Can Becoming a Mom Actually Boost Your Career? A New Study Says “Yes”
We all talk a big talk about how women can do everything: Have babies and an awesome career and a clean house and a perfect body and Pinterest parties. But deep down most of us think one thing about all that talk:
It's totally not true.
Sure, some moms might be able to pull it all off. And, of course, moms can work and have families. But deep down, most of us believe that parenting makes work a lot more impossible. I mean, who among us parents hasn't resented the single or child-free co-worker who is able to actually take a weekend off? Or felt guilty for calling in sick (yet again) when our child is running her third fever for the month? Most of us who are parents feel a constant tug-and-pull that can sometimes make succeeding at both our careers and our family lives feel downright impossible.

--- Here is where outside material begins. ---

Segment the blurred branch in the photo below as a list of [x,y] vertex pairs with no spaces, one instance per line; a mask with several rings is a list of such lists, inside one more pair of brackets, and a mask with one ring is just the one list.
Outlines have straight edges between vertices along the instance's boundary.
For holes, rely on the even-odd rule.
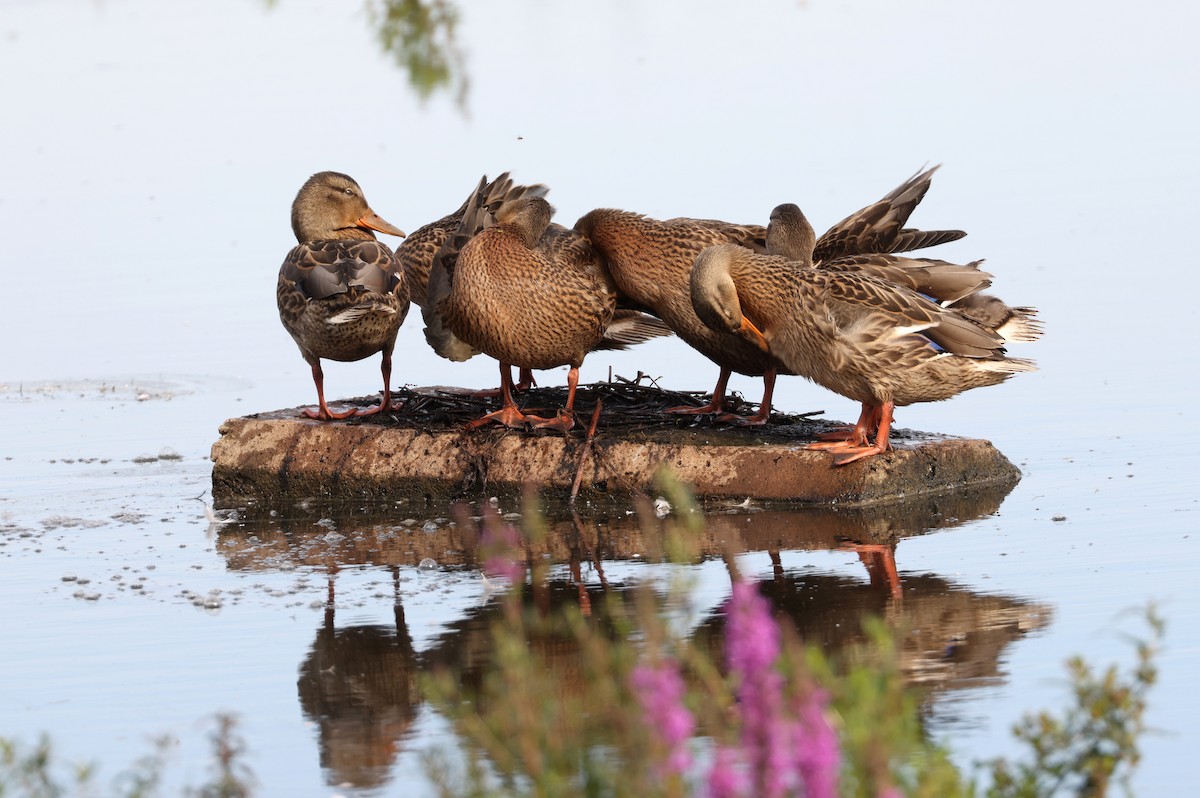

For moms, in particular, there has even been a “scientific” term used to describe how women are often penalized in the workplaces simply for having children called “the motherhood penalty.”
But now, a new study is challenging everything we thought we knew about motherhood and our careers. According to an article in Slate, there is very new and very compelling information out there is proving to be contradictory to the outdated notion that motherhood = a blow to our careers.
The piece, penned by author Alissa Quart from her book, Squeezed: Why Our Families Can’t Afford America, talks about how she actually believes there is such a thing as a “motherhood advantage” for working mothers. And just what the heck is a “motherhood advantage?” The motherhood advantage refers to all of those things that you can do even better at work now that you're a mom.
The truth is, becoming a mom equips you with an entirely new skill set that makes you pretty much awesome in the workplace. Quart points out things that many women become better at after having a baby such as:
- Having better listening, reasoning, and leadership skills.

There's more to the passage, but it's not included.